Prodajus ostendensis

Scientific classification
- Kingdom: Animalia
- Phylum: Arthropoda
- Clade: Pancrustacea
- Class: Malacostraca
- Order: Isopoda
- Family: Dajidae
- Genus: Prodajus
- Species: P. ostendensis
- Binomial name: Prodajus ostendensis Gilson, 1909

= Prodajus ostendensis =

- Genus: Prodajus
- Species: ostendensis
- Authority: Gilson, 1909

Species of crustacean

Prodajus ostendensis is a species of marine isopod in the family Dajidae and is found in the North Sea. It is an ectoparasite of the opossum shrimp Gastrosaccus spinifer. It is normally found living in the host's marsupium and devouring its eggs.

==Description==
Prodajus ostendensis grows to a length of about 3 mm.
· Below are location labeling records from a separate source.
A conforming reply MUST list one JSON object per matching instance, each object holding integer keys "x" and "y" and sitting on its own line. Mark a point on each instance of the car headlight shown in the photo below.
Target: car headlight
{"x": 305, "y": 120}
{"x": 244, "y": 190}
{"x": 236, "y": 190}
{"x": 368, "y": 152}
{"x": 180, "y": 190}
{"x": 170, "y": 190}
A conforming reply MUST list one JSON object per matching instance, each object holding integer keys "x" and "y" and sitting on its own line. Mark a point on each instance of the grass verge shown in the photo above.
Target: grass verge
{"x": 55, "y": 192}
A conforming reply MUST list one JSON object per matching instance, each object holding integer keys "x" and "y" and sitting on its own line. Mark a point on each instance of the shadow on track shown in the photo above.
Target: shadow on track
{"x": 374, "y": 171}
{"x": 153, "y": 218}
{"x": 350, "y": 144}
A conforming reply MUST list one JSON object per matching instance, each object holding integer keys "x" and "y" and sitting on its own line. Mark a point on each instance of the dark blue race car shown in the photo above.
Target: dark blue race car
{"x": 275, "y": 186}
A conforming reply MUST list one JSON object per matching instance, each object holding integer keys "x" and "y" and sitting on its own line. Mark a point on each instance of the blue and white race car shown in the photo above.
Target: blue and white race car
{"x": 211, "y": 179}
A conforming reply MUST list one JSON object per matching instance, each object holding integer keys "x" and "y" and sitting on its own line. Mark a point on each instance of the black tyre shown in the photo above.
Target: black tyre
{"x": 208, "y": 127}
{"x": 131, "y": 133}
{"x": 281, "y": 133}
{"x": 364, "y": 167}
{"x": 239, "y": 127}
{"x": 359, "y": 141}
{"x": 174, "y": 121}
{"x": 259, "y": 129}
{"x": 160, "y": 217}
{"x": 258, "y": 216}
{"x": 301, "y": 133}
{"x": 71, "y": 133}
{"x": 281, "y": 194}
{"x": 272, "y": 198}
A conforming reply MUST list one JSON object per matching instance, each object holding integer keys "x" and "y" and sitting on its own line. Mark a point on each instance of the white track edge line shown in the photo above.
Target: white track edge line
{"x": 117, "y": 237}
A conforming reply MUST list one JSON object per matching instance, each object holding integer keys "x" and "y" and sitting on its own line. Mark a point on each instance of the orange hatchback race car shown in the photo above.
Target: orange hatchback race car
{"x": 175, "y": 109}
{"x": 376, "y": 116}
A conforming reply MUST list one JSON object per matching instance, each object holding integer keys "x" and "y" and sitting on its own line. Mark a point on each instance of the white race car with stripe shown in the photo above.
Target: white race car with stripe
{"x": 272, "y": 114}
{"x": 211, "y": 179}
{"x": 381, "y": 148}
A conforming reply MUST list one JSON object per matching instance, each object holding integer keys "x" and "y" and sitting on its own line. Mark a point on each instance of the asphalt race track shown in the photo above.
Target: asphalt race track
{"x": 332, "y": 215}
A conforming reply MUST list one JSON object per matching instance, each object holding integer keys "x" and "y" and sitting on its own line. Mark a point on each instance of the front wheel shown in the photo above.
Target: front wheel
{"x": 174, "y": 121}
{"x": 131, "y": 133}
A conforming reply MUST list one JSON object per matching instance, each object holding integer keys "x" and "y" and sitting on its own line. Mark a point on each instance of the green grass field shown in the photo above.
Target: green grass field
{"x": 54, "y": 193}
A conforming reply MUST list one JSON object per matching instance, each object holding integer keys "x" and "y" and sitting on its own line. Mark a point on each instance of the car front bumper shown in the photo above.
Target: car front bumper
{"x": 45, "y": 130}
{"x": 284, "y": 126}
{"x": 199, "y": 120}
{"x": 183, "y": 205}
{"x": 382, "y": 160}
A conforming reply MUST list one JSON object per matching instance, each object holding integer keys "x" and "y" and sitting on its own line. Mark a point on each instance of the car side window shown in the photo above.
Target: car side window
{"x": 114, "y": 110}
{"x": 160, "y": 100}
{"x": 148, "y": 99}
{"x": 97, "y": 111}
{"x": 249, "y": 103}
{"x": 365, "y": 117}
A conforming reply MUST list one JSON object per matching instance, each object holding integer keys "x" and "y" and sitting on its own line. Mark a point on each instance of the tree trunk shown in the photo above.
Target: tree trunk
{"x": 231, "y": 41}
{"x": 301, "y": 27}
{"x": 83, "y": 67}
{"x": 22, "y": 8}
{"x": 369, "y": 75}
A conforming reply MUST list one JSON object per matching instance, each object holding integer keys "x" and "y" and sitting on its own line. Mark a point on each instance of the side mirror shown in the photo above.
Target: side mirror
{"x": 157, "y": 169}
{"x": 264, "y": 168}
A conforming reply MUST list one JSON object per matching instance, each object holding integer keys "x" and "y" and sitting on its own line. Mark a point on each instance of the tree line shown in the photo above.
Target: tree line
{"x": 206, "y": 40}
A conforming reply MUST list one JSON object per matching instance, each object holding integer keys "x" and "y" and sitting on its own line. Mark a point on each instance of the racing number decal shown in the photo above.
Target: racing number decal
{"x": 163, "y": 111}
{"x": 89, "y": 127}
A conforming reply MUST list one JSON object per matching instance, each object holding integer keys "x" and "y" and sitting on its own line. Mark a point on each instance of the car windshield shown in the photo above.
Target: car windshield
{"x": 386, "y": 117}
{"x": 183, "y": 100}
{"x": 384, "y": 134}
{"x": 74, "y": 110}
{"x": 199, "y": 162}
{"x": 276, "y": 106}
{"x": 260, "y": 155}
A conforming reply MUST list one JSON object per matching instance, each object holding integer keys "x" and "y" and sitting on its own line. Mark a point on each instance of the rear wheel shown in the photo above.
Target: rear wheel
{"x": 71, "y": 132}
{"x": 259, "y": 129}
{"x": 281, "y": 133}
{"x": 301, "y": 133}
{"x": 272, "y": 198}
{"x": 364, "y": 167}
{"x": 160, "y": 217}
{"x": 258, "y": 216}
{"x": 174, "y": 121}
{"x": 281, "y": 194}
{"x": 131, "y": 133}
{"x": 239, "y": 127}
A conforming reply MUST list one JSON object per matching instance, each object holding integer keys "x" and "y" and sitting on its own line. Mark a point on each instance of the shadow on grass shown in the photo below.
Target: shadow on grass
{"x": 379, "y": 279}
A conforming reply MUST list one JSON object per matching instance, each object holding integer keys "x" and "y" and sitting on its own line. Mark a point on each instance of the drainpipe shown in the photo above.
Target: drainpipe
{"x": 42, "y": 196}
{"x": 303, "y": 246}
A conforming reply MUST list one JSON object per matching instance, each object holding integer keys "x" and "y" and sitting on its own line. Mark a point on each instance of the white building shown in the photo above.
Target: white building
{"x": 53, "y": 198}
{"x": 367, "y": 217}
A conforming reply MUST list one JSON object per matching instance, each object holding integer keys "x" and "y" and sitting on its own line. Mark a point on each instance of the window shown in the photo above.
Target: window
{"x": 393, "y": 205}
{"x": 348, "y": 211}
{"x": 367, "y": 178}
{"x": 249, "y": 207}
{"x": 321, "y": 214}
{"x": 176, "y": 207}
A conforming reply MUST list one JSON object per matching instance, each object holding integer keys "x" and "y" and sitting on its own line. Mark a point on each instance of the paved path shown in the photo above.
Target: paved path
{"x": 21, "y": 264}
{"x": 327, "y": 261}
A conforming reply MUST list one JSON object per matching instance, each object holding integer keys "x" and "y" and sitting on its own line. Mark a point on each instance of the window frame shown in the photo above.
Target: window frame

The female has a symmetrical leaf-shaped body with the mouth on the underside and a two-lobed brood pouch enclosed by small oostegites. The segmentation is indistinct and the five pairs of pereiopods (thoracic limbs) are small and close to the mouth. The pleopods (abdominal legs) are either small or missing altogether. The male often has its segments fused together and has a relatively long pleon (abdomen).